La noche en que llegó dio a entender en el cine que era ingeniero de trenes, y habló de la urgencia de construir un ferrocarril hasta el interior para anticiparnos a las veleidades del río. Al día siguiente tuvo que mandar un telegrama, y él mismo lo transmitió con el manipulador, y además le enseñó al telegrafista una fórmula suya para seguir usando las pilas agotadas. Con la misma propiedad había hablado de enfermedades fronterizas con un médico militar que pasó por aquellos meses haciendo la leva. Le gustaban las fiestas ruidosas y largas, pero era de buen beber, separador de pleitos y enemigo de juegos de manos. Un domingo después de misa desafió a los nadadores más diestros, que eran muchos, y dejó rezagados a los mejores con veinte brazadas de ida y vuelta a través del río. Mi madre me lo contó en una carta, y al final me hizo un comentario muy suyo: «Parece que también está nadando en oro». Esto respondía a la leyenda prematura de que Bayardo San Román no sólo era capaz de hacer todo, y de hacerlo muy bien, sino que además disponía de recursos interminables.

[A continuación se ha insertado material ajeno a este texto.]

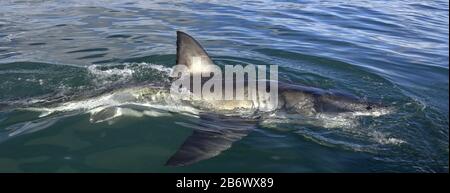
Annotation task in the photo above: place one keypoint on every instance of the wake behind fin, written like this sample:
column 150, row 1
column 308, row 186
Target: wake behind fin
column 191, row 53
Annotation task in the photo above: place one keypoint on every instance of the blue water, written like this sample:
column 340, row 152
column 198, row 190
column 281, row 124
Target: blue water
column 395, row 51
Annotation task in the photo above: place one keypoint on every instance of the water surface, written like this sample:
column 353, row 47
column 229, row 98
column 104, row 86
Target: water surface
column 395, row 51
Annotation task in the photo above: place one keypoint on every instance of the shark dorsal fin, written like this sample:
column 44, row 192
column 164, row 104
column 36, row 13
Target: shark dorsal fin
column 191, row 53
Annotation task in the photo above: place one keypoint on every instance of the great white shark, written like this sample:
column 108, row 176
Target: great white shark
column 237, row 118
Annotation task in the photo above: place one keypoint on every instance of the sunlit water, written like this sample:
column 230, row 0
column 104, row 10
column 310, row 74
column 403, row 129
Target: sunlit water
column 394, row 51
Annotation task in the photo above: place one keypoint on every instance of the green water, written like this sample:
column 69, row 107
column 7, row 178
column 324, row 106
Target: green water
column 393, row 51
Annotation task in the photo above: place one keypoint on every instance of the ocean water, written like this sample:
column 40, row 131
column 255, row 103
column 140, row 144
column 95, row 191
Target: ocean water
column 393, row 51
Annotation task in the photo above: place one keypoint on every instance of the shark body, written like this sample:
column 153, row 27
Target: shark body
column 208, row 139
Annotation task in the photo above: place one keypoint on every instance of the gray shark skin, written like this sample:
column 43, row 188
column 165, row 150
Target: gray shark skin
column 219, row 124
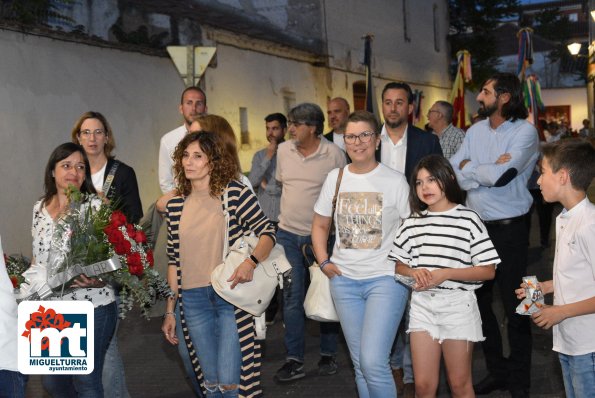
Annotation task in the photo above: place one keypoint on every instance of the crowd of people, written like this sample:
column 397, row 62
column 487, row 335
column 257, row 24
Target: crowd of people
column 414, row 230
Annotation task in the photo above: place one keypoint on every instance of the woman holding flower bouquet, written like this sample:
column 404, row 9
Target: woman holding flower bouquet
column 67, row 167
column 221, row 334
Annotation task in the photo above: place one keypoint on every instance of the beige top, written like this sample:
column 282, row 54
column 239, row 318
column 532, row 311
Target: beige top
column 302, row 178
column 202, row 229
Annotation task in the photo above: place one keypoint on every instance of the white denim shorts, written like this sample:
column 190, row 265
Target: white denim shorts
column 446, row 315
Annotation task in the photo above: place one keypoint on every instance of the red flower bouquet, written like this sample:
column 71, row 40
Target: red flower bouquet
column 96, row 240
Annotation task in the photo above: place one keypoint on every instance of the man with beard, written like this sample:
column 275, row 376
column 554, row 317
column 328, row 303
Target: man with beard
column 337, row 112
column 402, row 145
column 493, row 165
column 192, row 105
column 264, row 166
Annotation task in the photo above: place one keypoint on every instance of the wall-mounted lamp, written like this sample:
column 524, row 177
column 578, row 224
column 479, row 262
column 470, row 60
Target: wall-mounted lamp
column 574, row 48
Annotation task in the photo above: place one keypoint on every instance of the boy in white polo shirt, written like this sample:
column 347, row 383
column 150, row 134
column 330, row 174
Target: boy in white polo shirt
column 568, row 167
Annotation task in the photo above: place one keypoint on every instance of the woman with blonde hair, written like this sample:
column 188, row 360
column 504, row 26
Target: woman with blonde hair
column 94, row 134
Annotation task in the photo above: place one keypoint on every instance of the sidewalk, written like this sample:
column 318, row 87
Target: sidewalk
column 153, row 369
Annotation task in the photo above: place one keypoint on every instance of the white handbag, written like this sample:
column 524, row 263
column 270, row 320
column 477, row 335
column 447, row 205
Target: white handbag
column 318, row 303
column 254, row 296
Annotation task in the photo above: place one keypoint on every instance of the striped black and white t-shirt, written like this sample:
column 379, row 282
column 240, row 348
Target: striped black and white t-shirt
column 455, row 238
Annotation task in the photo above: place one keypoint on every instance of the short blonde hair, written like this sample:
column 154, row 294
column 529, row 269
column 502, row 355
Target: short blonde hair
column 110, row 145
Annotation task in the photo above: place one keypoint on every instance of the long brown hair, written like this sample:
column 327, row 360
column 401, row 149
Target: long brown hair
column 60, row 153
column 440, row 168
column 110, row 144
column 222, row 168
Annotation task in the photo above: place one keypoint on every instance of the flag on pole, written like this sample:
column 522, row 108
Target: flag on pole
column 533, row 101
column 460, row 118
column 525, row 55
column 371, row 105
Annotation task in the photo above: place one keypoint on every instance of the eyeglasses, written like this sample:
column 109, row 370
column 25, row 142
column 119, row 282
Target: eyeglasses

Mi madre le dio la bendición final en una carta de octubre. «La gente lo quiere mucho —me decía—, porque es honrado y de buen corazón, y el domingo pasado comulgó de rodillas y ayudó a la misa en latín.» En ese tiempo no estaba permitido comulgar de pie y sólo se oficiaba en latín, pero mi madre suele hacer esa clase de precisiones superfluas cuando quiere llegar al fondo de las cosas. Sin embargo, después de ese veredicto consagratorio me escribió dos cartas más en las que nada me decía sobre Bayardo San Román, ni siquiera cuando fue demasiado sabido que quería casarse con Ángela Vicario. Sólo mucho después de la boda desgraciada me confesó que lo había conocido cuando ya era muy tarde para corregir la carta de octubre, y que sus ojos de oro le habían causado un estremecimiento de espanto.
—Se me pareció al diablo —me dijo—, pero tú mismo me habías dicho que esas cosas no se deben decir por escrito.
Lo conocí poco después que ella, cuando vine a las vacaciones de Navidad, y no lo encontré tan raro como decían. Me pareció atractivo, en efecto, pero muy lejos de la visión idílica de Magdalena Oliver. Me pareció más serio de lo que hacían creer sus travesuras, y de una tensión recóndita apenas disimulada por sus gracias excesivas. Pero sobre todo, me pareció un hombre muy triste. Ya para entonces había formalizado su compromiso de amores con Ángela Vicario. Nunca se estableció muy bien cómo se conocieron. La propietaria de la pensión de hombres solos donde vivía Bayardo San Román, contaba que éste estaba haciendo la siesta en un mecedor de la sala, a fines de setiembre, cuando Ángela Vicario y su madre, atravesaron la plaza con dos canastas de flores artificiales. Bayardo San Román despertó a medias, vio las dos mujeres vestidas de negro inclemente que parecían los únicos seres vivos en el marasmo de las dos de la tarde, y preguntó quién era la joven. La propietaria le contestó que era la hija menor de la mujer que la acompañaba, y que se llamaba Ángela Vicario. Bayardo San Román las siguió con la mirada hasta el otro extremo de la plaza.